An open API service indexing awesome lists of open source software.

https://github.com/sescobb27/appcues_kv


https://github.com/sescobb27/appcues_kv

Last synced: 6 months ago
JSON representation

Awesome Lists containing this project

README

        

# Design Choices and Postmortem

There are 2 implemented strategies

1. Sync, which uses DB locks to synchronously create/update keys in the DB atomically
2. Dist, which uses eventual consistency, by storing key/values in a map in GenServer's state and an append only log that is aggregated every X seconds (5secs by default)

The advantages about the both approaches is that both can scale as every node in the system will be allowed to get request, execute them and eventually get the same result, although with Sync strategy we will hit lock contention when updating a single key multiple times as it will be locked "FOR UPDATE", so, even tho every node in the system can update the same key in parallel atomically, they will need to wait for the lock to be released.

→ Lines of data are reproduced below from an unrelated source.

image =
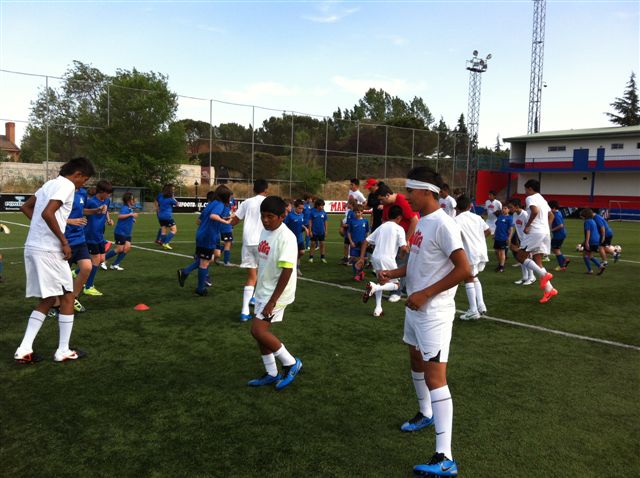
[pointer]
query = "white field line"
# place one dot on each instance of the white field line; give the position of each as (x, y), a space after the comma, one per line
(495, 319)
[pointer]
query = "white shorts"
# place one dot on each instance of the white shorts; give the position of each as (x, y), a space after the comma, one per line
(276, 316)
(430, 334)
(536, 243)
(249, 257)
(48, 274)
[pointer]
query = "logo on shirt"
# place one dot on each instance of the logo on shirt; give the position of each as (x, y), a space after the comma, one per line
(264, 248)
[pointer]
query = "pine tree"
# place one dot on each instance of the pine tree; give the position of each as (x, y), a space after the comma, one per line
(628, 106)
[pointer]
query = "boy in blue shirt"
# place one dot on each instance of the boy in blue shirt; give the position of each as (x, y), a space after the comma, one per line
(94, 232)
(207, 237)
(295, 222)
(357, 231)
(503, 225)
(591, 241)
(318, 227)
(558, 235)
(122, 232)
(164, 205)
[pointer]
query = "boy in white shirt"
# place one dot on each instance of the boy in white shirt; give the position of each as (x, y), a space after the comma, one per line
(474, 233)
(389, 238)
(45, 257)
(276, 288)
(437, 263)
(249, 212)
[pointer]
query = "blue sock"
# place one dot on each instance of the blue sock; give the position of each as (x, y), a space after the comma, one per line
(92, 276)
(202, 277)
(119, 259)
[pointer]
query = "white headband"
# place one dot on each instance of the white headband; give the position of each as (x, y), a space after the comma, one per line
(414, 184)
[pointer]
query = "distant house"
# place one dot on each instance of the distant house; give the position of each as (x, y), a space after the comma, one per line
(9, 151)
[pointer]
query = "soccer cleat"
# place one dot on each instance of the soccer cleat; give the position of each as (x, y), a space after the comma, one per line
(289, 374)
(91, 291)
(547, 296)
(68, 355)
(78, 307)
(182, 277)
(266, 379)
(544, 280)
(416, 423)
(439, 465)
(26, 357)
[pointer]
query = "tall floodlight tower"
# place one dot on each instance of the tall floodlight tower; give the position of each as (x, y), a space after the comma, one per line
(476, 67)
(537, 59)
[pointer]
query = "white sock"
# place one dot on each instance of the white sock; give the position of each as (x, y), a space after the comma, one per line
(530, 264)
(270, 364)
(65, 323)
(422, 392)
(479, 296)
(470, 287)
(33, 327)
(443, 419)
(246, 297)
(284, 356)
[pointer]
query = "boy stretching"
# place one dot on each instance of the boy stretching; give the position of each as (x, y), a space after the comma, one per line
(437, 263)
(275, 289)
(46, 253)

On the other hand the Dist strategy will handle a set of processes holding key/values, to choose a process we use consistent hashing to pick always the same node to store that key, and instead of adding values, we store them in an append only log to aggregate them every X time, this allow us to not have race conditions, and always increment, even across many nodes. with 1 disadvantage which would be a TODO, it uses local registry, so every node in the system will have its own process, maybe holding the same keys as other nodes, that is not a problem as every process has a log, and we can aggregate them separately and atomically update (increment) the DB, but when we grow in keys, we may be using a lot of memory as each node may be holding all the keys, in that case we should use a distributed registry as pg2 in order to co-locate a key across the cluster, so only 1 process holds that key, and if that node crashes or is removed we can still use consistent hashing to restart the key in another node (We would need to re-implement key re-balancing across nodes, so that's why cluster should be static at the beginning). Also for this approach using pg2, we would need a fully connected cluster, so we would need to use libcluster, and node monitoring for node crashes and re-balancing

Note: on the Dist strategy we can also use ets for performance using write concurrency, and still use the log to not have race conditions (Left as TODO), and use "value" as a counter cache.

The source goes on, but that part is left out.